Fascism is a political throwback, a powerful but ultimately selfdefeating creed, simply because, like communism, it fails to respect human beings as ends in themselves, treating them instead only as a means to an end. Perhaps more importantly, from the point of view of the impersonal forces of history, it also fails to respect economic realities, and the reality of human nature.
Only in China would one totalitarian model, a new form of communism, arise which for a while would manage to combine both of these things. Maoism, although often regarded as just another Marxist demon to be exorcised, particularly by the western transnational companies that dallied so disastrously with Japanese nationalism, should more accurately be understood as a doctrine in its own right. Maoism was the necessary embodiment of peasant power, in a society which had never before accorded this colossal force any recognition. In South America and Africa, the land is, likewise, still the social key.

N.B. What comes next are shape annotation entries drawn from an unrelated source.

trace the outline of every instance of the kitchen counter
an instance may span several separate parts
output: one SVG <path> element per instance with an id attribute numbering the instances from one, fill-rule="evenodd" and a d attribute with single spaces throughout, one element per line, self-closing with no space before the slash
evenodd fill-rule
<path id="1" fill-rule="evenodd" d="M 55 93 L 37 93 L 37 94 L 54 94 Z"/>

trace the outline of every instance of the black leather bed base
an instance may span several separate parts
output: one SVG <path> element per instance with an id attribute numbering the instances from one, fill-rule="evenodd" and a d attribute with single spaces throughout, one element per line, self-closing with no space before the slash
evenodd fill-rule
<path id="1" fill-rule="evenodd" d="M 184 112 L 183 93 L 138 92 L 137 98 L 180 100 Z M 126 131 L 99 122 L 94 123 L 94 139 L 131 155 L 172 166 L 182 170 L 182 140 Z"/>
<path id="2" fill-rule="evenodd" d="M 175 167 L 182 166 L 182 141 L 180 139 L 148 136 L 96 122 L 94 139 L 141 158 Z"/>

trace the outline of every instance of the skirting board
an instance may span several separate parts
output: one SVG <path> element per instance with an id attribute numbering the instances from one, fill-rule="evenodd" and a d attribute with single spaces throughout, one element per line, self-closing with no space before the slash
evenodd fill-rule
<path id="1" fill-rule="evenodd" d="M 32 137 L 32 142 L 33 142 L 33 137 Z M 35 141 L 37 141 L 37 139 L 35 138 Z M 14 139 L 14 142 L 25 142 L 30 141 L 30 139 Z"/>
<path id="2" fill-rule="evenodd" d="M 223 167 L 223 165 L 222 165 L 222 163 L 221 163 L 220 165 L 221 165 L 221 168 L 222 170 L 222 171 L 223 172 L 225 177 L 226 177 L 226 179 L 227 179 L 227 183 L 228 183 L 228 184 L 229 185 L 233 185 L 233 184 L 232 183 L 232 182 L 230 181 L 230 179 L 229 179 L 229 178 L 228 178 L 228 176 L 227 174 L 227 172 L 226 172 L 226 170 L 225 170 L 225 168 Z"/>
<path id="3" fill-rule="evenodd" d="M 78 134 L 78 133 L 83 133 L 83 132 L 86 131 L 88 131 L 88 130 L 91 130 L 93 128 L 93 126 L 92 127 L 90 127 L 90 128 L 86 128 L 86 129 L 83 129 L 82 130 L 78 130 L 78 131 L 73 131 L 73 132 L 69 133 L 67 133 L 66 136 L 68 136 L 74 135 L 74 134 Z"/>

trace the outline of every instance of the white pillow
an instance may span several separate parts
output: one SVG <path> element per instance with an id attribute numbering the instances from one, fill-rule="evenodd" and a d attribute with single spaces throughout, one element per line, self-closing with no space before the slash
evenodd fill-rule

Under Chairman Mao (as in conventional notions of legal justice), the welfare of the people was to be the measure of the success of the system. For 20 years, at least until the Cultural Revolution, on this criterion, it succeeded. But today it seems likely that although Maoism, and to some extent Russian communism, can raise people above subsistence, neither form can for long hold back from the economic reforms stipulated by the likes of Adam Smith, reforms which have resulted in such prodigious gains in efficiency and productivity – and ultimately wealth – for the nations that have embraced them.
For that reason, the end of the twentieth century has seen a convergence of all societies around a capitalist model that was foreseen much earlier.